Data Specification
LicenseLynx stores license data in two formats: individual license files (source of truth, editable) and a merged mapping file ( generated, used by libraries and the web endpoint).
Individual License Files
Each license has its own JSON file in the data/ folder, named after its canonical identifier.
{
"canonical": {
"id": "GPL-3.0-only",
"src": "spdx"
},
"aliases": {
"spdx": [
"GNU General Public License v3.0 only",
"GPL-3.0"
],
"custom": [
"GENERAL PUBLIC LICENSE, version 3 (GPL-3.0)",
"GPL v3"
],
"osi": [
"GNU General Public License, Version 3.0"
],
"scancodeLicensedb": [
"GNU General Public License 3.0",
"gpl-3.0"
],
"pypi": [
"License :: GNU General Public License v3",
"License :: OSI Approved :: GPLv3"
]
},
"rejected": [],
"risky": [
"gpl3"
],
"isMajorVersionOnly": true
}
Fields
| Field | Type | Description |
|---|---|---|
canonical |
object |
Contains the canonical id and its src. |
canonical.id |
string |
The canonical license identifier. Must equal the filename (without .json). |
canonical.src |
string |
Origin of the canonical name (see Data Sources). |
aliases |
object |
Known alternative names, grouped by source key. |
aliases.spdx |
string[] |
Names from the SPDX license list (full names, deprecated IDs). |
aliases.scancodeLicensedb |
string[] |
Names from ScanCode LicenseDB (keys, full names, LicenseRef- identifiers). |
aliases.pypi |
string[] |
PyPI classifier strings (e.g., "License :: OSI Approved :: MIT License"). |
aliases.osi |
string[] |
Names from the OSI license list. |
aliases.custom |
string[] |
Community-contributed aliases. This is where your contributions go. |
rejected |
string[] |
Strings explicitly excluded from mapping. These will never resolve to this license. |
risky |
string[] |
Ambiguous strings that could plausibly map here but lack certainty. Only returned when the caller opts in. |
isMajorVersionOnly |
boolean |
Whether the canonical identifier has only a major version, relevant for the version matching validation. |
For validation rules applied to these files, see Data Validation. For how external sources populate these alias groups, see Automated Data Retrieval.
isMajorVersionOnly
This flag is only relevant for canonical identifiers with exactly one version token such as Apache-2.0 or GPL-3.0-only.

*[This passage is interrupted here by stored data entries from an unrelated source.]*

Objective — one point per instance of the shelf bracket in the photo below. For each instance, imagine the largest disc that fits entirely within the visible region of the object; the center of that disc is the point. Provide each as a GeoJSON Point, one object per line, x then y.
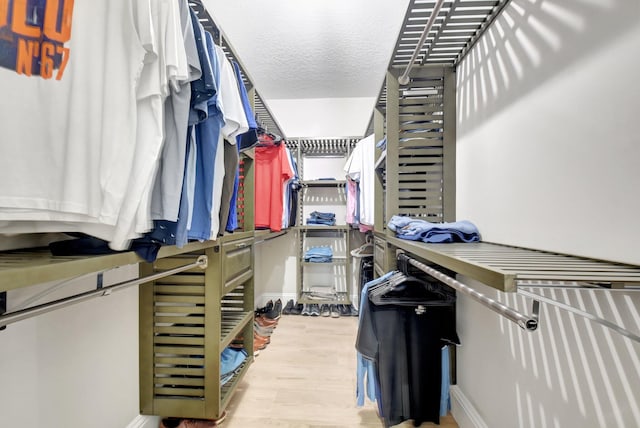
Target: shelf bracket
{"type": "Point", "coordinates": [6, 319]}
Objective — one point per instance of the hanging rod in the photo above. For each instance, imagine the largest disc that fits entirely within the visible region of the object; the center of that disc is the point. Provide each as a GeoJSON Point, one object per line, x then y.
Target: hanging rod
{"type": "Point", "coordinates": [581, 313]}
{"type": "Point", "coordinates": [404, 78]}
{"type": "Point", "coordinates": [529, 323]}
{"type": "Point", "coordinates": [44, 308]}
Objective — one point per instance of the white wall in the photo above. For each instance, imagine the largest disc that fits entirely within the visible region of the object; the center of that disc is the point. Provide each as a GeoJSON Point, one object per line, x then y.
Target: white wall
{"type": "Point", "coordinates": [323, 117]}
{"type": "Point", "coordinates": [74, 367]}
{"type": "Point", "coordinates": [548, 106]}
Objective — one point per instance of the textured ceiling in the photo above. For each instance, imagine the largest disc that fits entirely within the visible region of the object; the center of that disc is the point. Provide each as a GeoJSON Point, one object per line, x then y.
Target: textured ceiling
{"type": "Point", "coordinates": [312, 49]}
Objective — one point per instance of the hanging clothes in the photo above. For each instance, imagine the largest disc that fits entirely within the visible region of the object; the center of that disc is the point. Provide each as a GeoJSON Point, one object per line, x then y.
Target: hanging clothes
{"type": "Point", "coordinates": [403, 325]}
{"type": "Point", "coordinates": [272, 169]}
{"type": "Point", "coordinates": [359, 169]}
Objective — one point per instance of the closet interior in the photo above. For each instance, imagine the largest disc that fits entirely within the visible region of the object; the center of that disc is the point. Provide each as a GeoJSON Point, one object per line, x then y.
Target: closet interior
{"type": "Point", "coordinates": [194, 301]}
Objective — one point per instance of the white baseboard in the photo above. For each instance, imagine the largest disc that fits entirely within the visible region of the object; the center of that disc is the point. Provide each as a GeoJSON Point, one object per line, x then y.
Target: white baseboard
{"type": "Point", "coordinates": [144, 421]}
{"type": "Point", "coordinates": [463, 411]}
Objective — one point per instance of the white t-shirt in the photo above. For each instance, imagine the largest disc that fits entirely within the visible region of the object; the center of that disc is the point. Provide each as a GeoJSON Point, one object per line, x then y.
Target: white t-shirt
{"type": "Point", "coordinates": [162, 70]}
{"type": "Point", "coordinates": [68, 144]}
{"type": "Point", "coordinates": [236, 123]}
{"type": "Point", "coordinates": [168, 183]}
{"type": "Point", "coordinates": [360, 167]}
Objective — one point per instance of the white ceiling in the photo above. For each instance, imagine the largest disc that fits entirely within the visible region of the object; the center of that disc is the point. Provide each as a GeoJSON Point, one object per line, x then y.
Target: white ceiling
{"type": "Point", "coordinates": [297, 52]}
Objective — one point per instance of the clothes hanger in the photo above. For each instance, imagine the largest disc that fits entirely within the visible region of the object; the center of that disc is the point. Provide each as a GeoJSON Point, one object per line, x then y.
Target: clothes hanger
{"type": "Point", "coordinates": [407, 290]}
{"type": "Point", "coordinates": [365, 250]}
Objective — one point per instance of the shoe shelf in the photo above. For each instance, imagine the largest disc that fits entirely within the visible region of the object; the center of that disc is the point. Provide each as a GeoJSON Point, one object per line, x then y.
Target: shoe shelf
{"type": "Point", "coordinates": [186, 321]}
{"type": "Point", "coordinates": [340, 298]}
{"type": "Point", "coordinates": [310, 227]}
{"type": "Point", "coordinates": [227, 390]}
{"type": "Point", "coordinates": [232, 324]}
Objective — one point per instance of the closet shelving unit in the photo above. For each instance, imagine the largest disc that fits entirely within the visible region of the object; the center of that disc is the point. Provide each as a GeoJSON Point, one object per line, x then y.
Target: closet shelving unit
{"type": "Point", "coordinates": [334, 276]}
{"type": "Point", "coordinates": [416, 174]}
{"type": "Point", "coordinates": [193, 300]}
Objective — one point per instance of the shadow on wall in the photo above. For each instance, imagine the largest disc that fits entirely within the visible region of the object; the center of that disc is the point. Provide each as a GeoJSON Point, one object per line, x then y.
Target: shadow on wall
{"type": "Point", "coordinates": [529, 42]}
{"type": "Point", "coordinates": [572, 371]}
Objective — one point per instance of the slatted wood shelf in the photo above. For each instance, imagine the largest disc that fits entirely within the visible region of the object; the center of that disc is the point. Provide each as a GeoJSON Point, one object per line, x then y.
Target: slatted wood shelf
{"type": "Point", "coordinates": [22, 268]}
{"type": "Point", "coordinates": [503, 266]}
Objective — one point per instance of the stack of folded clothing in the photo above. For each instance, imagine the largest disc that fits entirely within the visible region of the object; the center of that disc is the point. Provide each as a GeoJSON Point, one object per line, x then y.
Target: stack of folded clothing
{"type": "Point", "coordinates": [420, 230]}
{"type": "Point", "coordinates": [324, 219]}
{"type": "Point", "coordinates": [319, 254]}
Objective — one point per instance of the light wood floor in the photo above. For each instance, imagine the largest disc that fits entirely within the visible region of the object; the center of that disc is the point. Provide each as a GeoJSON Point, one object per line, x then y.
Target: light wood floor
{"type": "Point", "coordinates": [306, 379]}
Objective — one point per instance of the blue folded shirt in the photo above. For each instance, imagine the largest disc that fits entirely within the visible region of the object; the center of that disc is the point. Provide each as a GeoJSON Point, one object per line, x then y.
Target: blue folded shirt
{"type": "Point", "coordinates": [421, 230]}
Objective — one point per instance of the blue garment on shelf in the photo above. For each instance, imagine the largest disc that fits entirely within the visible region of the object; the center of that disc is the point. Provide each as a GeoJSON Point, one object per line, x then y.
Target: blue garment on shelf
{"type": "Point", "coordinates": [319, 254]}
{"type": "Point", "coordinates": [231, 360]}
{"type": "Point", "coordinates": [320, 218]}
{"type": "Point", "coordinates": [421, 230]}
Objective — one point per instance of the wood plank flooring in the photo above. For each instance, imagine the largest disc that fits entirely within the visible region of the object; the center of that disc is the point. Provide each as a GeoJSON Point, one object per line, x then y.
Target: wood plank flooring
{"type": "Point", "coordinates": [306, 378]}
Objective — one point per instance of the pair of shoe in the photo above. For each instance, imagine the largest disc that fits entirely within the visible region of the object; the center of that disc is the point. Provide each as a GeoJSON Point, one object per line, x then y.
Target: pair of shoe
{"type": "Point", "coordinates": [312, 309]}
{"type": "Point", "coordinates": [271, 310]}
{"type": "Point", "coordinates": [327, 310]}
{"type": "Point", "coordinates": [192, 423]}
{"type": "Point", "coordinates": [291, 308]}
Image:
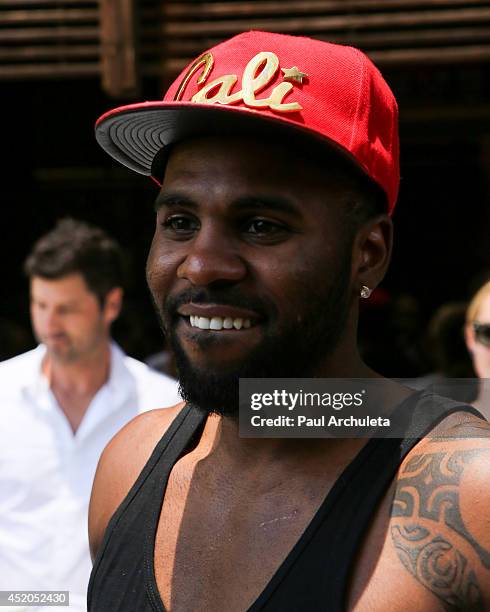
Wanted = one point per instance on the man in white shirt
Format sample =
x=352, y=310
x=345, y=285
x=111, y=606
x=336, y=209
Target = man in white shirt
x=60, y=405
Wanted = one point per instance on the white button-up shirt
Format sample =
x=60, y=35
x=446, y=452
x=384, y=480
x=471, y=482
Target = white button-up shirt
x=46, y=471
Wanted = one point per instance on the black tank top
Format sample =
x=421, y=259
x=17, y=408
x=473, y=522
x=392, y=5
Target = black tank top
x=314, y=575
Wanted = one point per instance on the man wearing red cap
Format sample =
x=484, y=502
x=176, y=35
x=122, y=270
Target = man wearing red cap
x=278, y=163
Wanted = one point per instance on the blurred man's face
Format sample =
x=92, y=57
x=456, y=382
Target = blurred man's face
x=67, y=318
x=480, y=350
x=249, y=267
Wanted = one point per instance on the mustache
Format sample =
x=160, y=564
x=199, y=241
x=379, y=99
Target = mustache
x=224, y=297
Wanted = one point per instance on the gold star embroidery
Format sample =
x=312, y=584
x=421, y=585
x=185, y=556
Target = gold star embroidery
x=294, y=74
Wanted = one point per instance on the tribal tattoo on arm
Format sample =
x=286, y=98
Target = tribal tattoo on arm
x=429, y=533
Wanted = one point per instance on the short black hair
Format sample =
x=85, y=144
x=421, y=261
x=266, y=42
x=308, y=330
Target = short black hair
x=73, y=247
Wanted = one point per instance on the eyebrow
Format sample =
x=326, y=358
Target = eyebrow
x=171, y=199
x=264, y=202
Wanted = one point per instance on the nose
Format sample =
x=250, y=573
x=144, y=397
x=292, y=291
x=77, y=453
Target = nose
x=48, y=321
x=212, y=258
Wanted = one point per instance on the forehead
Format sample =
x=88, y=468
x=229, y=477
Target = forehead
x=252, y=162
x=71, y=286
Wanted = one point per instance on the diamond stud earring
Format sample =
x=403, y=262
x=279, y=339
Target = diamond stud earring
x=365, y=292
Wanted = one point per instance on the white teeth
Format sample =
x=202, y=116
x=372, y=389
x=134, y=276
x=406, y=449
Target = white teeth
x=218, y=323
x=203, y=323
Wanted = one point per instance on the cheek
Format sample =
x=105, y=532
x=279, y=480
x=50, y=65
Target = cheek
x=161, y=267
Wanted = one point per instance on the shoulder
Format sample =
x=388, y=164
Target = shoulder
x=154, y=389
x=120, y=464
x=439, y=519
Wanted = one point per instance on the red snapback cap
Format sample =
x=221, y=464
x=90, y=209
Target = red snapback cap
x=331, y=92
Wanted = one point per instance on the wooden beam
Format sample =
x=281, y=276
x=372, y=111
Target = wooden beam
x=260, y=7
x=39, y=53
x=397, y=57
x=119, y=61
x=33, y=16
x=365, y=40
x=48, y=71
x=53, y=34
x=317, y=24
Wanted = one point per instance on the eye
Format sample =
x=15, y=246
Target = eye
x=181, y=224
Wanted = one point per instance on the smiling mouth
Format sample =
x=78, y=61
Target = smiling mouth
x=219, y=323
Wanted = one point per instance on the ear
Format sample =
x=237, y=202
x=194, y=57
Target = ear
x=113, y=304
x=372, y=252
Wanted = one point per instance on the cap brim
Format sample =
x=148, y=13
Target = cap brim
x=135, y=134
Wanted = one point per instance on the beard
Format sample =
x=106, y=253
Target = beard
x=295, y=350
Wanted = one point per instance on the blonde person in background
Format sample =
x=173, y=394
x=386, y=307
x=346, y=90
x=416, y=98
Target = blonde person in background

truemeans this major version is unique within its license family.falsemeans there are multiple canonical identifiers with the same major version in that family.
The validator determines this by grouping licenses by base name and comparing their major version numbers. This affects how strict the alias version matching can be.
Merged Mapping File
The build pipeline merges all individual files into a single merged_data.json with the following structure:
{
"stableMap": {
"MIT": {
"id": "MIT",
"src": "spdx"
},
"MIT License": {
"id": "MIT",
"src": "spdx"
},
"mit": {
"id": "MIT",
"src": "scancode-licensedb"
},
...
},
"riskyMap": {
"gpl3": {
"id": "GPL-3.0-only",
"src": "spdx"
},
...
},
"siemens": {
"SISL-1.4": {
"id": "SISL-1.4",
"src": "siemens"
},
...
}
}
Top-Level Keys
| Key | Description |
|---|---|
stableMap |
All aliases from every license file. This is the default lookup target. |
riskyMap |
All risky entries from every license file. Only queried when opted in. |
<org> (e.g., siemens) |
Organization-specific license mappings. |
Entry Format
Each entry in any map is keyed by the alias string and contains:
| Field | Type | Description |
|---|---|---|
id |
string |
The canonical license identifier this alias resolves to. |
src |
string |
The source of the canonical name. |
Data Sources
| Source | src value |
Description |
|---|---|---|
| SPDX License List | "spdx" |
The primary source. SPDX ID is used as canonical name. |
| ScanCode LicenseDB | "scancode-licensedb" |
Fallback when no SPDX entry exists. ScanCode key becomes canonical name. |
| OSI License List | N/A | Used to enrich existing entries with additional aliases. Does not define canonical names. |
| PyPI Classifiers | N/A | License classifier strings from PyPI packages. Does not define canonical names. |
| Custom/Community | "custom" |
Community-contributed aliases added to the custom list. |
| Organizations | e.g., "siemens" |
Organization-maintained internal licenses. |
For the retrieval scripts behind the automated sources, see Automated Data Retrieval.